SSD-1B launched a few weeks ago and is available in open source for commercial use. Its main benefit is that it is 50% faster than SDXL because it is a smaller model. Furthermore, OctoAI applied our proprietary compiler and cloud system optimizations to this model, getting us to end-to-end average generation speed of 1.4 seconds — the fastest version of SSD-1B on the market.

The main pitfalls are that since the SSD-1B model has been distilled to a smaller size, the output images from SSD-1B are different than SDXL. In other words, you can no longer reproduce the same output images as SDXL, even if you use the same seed and API parameters. Furthermore, the community around this new model is still relatively small compared to that around SDXL, so there are not as many fine-tuned assets like checkpoints and LoRAs allowing for customization of styles, objects, and faces around this model. Read about why customization around image models is important and how OctoAI enables customization.
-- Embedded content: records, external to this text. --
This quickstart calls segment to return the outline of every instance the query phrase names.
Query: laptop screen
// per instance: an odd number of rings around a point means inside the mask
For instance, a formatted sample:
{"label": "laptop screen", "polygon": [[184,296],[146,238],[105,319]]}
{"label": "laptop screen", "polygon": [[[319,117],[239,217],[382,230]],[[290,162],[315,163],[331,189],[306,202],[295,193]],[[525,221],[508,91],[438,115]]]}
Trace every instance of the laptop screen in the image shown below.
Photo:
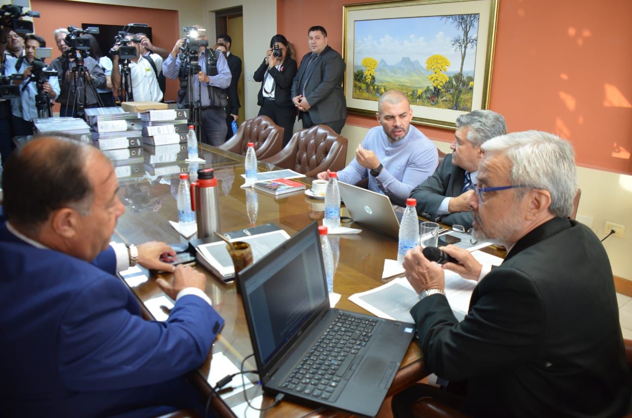
{"label": "laptop screen", "polygon": [[250,338],[262,364],[318,314],[326,302],[320,237],[312,224],[264,259],[244,270],[244,308],[252,325]]}

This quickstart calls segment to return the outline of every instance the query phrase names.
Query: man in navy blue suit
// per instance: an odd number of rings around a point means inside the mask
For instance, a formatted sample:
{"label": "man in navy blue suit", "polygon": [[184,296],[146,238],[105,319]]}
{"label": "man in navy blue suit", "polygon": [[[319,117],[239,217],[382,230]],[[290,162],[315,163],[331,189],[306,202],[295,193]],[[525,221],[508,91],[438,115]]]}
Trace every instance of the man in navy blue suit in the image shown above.
{"label": "man in navy blue suit", "polygon": [[[40,138],[4,165],[0,224],[0,405],[6,416],[150,417],[199,401],[185,374],[206,359],[224,320],[204,275],[172,266],[162,242],[117,254],[125,208],[111,164],[93,146]],[[138,262],[174,271],[176,301],[144,320],[114,276]]]}

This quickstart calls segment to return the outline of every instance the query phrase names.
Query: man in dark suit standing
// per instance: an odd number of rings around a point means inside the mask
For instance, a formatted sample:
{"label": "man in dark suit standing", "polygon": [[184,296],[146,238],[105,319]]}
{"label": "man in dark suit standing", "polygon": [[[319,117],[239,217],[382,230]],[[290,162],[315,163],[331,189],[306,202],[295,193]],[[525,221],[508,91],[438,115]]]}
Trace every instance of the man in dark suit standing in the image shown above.
{"label": "man in dark suit standing", "polygon": [[339,134],[347,119],[342,85],[344,61],[327,45],[325,28],[313,26],[307,34],[312,52],[303,56],[294,78],[292,102],[303,128],[326,125]]}
{"label": "man in dark suit standing", "polygon": [[[443,268],[419,247],[406,253],[426,366],[450,383],[396,395],[394,416],[410,416],[422,397],[471,417],[625,415],[632,388],[610,263],[595,234],[566,217],[577,189],[573,147],[529,131],[482,148],[468,204],[478,237],[508,252],[494,270],[454,246],[443,250],[457,263]],[[444,293],[443,269],[478,282],[460,323]]]}
{"label": "man in dark suit standing", "polygon": [[446,155],[434,173],[413,189],[420,216],[446,225],[472,226],[467,201],[474,193],[480,146],[487,140],[507,133],[505,119],[492,110],[473,110],[456,118],[453,153]]}
{"label": "man in dark suit standing", "polygon": [[[70,138],[36,138],[13,153],[2,181],[3,414],[201,412],[185,374],[204,362],[224,320],[204,293],[204,275],[161,261],[175,255],[168,246],[108,244],[125,208],[107,158]],[[114,275],[136,263],[174,272],[173,284],[156,281],[175,301],[167,320],[143,319]]]}
{"label": "man in dark suit standing", "polygon": [[231,70],[231,85],[228,87],[228,107],[226,108],[226,125],[228,132],[226,133],[226,140],[233,137],[233,121],[236,121],[239,117],[239,108],[241,104],[239,101],[239,94],[237,92],[237,83],[241,75],[241,59],[231,52],[231,44],[233,39],[228,35],[221,35],[217,37],[217,44],[222,43],[226,45],[226,61],[228,61],[228,68]]}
The second innovation that we are very excited about is LCM-LoRAs. This innovation enables you to achieve high-quality output from SDXL with only 4 steps and less than 1 second of latency. More importantly, it is completely compatible with existing image customization techniques available on OctoAI such as SDXL LoRAs. Customers using this can achieve both fast inference speed and product differentiation via customization.

Exploring a real-world example

Let’s say you are an E-Commerce merchant selling glass orbs for the holiday season. Using OctoAI SDXL with default settings (base style and 30 steps), you can generate the following image within 2.8 seconds:

Now if you use SDXL with LCM, you can generate a similarly high-quality image in only 4 steps and 660 milliseconds. Note that OctoAI built a proprietary Asset Orchestrator technology to ensure that the LCM asset can be cached in memory intelligently; without this technology, generation can take closer to 2-3 seconds:

Finally, if you mix an SDXL LCM-LoRA with another custom LORA tuned on glass orbs for the holiday season, you can generate an image like the following. This generation can also be done in 4 steps, but bringing in the custom LoRA would introduce a hot-swapping cost:

Here are a few issues when using LCM-LoRA:

  • You must set cfg_scale to a small number between 1 to 2, otherwise the quality turns out very poor. If you pick a cfg_scale that is outside this range, we will automatically force the value to a valid number.

  • You must use the LCM sampler. If you pick a different sampler, we will automatically force the value to LCM.

  • Typically 4-8 steps is sufficient for generating high quality images.